A propos des « traditions »

La tradition peut être féconde ou mortifère tout comme le serait une religion intégriste.

La tradition est la plus belle des libertés pour la génération qui l’assume avec la conscience claire de sa signification, mais elle est aussi l’esclavage le plus misérable pour celui qui en recueille l’héritage par simple paresse d’esprit. Martin Buber

L'essentiel est ci-dessous. Article détaillé sur le blog

Révolution et table rase

La tentation est grande, pour les esprits habités par la recherche d’un idéal absolu, dans une perspective de « rupture », d’envisager comme unique voie celle de la révolution et de la table rase pour repartir sur des bases saines, en diabolisant ce qui s’est manifesté par le passé.
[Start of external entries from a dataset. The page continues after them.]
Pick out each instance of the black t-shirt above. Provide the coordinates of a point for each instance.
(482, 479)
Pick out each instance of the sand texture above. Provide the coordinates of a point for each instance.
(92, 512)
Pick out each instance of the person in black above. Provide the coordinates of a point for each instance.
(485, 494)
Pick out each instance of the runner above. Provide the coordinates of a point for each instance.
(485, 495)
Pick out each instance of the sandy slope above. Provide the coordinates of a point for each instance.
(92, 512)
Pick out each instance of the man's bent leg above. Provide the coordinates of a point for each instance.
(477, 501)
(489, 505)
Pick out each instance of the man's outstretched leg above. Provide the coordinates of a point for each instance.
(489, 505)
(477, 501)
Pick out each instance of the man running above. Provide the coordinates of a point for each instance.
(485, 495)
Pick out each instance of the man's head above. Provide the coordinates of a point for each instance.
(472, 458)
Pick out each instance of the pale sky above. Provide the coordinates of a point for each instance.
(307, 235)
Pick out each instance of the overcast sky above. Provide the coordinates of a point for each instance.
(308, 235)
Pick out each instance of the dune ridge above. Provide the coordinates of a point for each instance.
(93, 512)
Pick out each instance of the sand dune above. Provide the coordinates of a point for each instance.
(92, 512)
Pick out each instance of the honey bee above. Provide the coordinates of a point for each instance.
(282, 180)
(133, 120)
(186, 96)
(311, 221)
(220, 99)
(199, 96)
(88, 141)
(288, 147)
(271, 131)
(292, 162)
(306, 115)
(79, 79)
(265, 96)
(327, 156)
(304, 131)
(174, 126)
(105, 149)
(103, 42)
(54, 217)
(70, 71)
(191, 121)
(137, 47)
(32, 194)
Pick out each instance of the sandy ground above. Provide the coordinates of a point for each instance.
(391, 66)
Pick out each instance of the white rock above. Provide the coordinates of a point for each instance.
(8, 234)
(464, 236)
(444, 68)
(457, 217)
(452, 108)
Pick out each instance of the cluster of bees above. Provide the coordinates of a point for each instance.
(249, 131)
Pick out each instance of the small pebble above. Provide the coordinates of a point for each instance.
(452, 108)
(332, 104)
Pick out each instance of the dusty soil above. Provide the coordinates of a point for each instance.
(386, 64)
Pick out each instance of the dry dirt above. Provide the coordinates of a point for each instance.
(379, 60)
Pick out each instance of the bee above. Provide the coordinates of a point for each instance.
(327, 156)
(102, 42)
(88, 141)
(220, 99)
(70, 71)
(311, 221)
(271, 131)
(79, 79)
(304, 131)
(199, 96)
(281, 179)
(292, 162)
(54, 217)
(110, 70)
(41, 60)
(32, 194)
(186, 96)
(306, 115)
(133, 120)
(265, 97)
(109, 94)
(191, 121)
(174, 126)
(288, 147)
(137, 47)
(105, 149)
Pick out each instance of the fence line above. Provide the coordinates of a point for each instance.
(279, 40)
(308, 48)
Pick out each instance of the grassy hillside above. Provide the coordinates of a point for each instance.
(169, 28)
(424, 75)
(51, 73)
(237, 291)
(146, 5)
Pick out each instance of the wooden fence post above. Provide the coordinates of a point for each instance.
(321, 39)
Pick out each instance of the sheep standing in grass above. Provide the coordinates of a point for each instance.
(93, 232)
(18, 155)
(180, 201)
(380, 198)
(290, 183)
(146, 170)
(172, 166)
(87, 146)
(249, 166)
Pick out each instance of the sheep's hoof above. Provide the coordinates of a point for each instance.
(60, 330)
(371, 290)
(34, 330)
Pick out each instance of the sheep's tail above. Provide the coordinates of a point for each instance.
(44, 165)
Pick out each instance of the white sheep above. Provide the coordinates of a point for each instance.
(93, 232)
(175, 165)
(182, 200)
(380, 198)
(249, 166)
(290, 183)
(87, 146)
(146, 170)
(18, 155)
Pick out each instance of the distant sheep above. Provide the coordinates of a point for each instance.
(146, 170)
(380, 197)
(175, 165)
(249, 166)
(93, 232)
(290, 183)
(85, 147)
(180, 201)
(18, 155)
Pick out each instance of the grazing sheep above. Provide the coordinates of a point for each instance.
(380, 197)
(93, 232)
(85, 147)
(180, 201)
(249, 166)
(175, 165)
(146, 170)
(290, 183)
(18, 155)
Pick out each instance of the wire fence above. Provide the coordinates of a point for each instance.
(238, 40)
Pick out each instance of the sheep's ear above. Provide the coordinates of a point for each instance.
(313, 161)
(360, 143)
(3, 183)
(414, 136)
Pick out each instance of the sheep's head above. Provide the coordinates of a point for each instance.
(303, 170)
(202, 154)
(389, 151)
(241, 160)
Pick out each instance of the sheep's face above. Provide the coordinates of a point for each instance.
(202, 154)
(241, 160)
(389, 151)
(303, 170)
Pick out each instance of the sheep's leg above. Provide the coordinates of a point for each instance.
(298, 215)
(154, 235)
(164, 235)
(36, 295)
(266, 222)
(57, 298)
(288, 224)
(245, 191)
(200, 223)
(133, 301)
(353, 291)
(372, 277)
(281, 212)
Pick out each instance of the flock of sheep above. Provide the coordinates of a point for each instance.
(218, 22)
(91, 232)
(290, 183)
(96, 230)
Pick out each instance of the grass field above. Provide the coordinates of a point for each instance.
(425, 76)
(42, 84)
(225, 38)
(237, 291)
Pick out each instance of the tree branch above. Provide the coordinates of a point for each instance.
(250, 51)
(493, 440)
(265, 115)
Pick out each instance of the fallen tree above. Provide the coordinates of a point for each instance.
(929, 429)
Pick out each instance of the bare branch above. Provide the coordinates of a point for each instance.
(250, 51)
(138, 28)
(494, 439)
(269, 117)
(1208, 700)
Une autre voie mérite d’être prise en considération. S’appuyer avec discernement et esprit critique sur les traditions, sur les expériences passées, d’autant que ce n’est plus, aujourd’hui, une démarche sacrilège (bien que les résistances soient nombreuses) mais une attitude respectueuse et constructive pour apporter, à notre tour, une contribution en vue de continuer d’élaborer les réponses les plus pertinentes afin de répondre aux aspirations exprimées par le passé et participer ainsi à cette mystérieuse évolution de l’humanité.

Liberté, traditions et nouvelles pratiques spirituelles

L'équilibre est à trouver de façon personnelle, quelque part entre les deux extrêmes : l'imitation mécanique d'une méthode trouvée ici ou là, l'autosuffisance qui prétend ne se nourrir de rien d'extérieur. En l'occurrence, nous avons derrière nous des millénaires de traditions de méditation, de recueillement, de prière ou d'oraison, en Orient et en Occident, dont il serait absurde de ne pas prendre connaissance, pour en faire ensuite ce qu'on a décidé :

les adopter, les adapter, les réinventer... ou les laisser de côté !

Pour nous tous, le choix d'hériter ou pas est libre. Bidar

C’est en croisant les approches, les perspectives, les cultures, que nous enrichissons au mieux notre humanité.

La volonté de Dieu

 De multiples réflexions conduisent actuellement à « relativiser » les « vérités » spirituelles au regard du « Livre » contenant la volonté de Dieu : cela concerne les trois religions monothéistes.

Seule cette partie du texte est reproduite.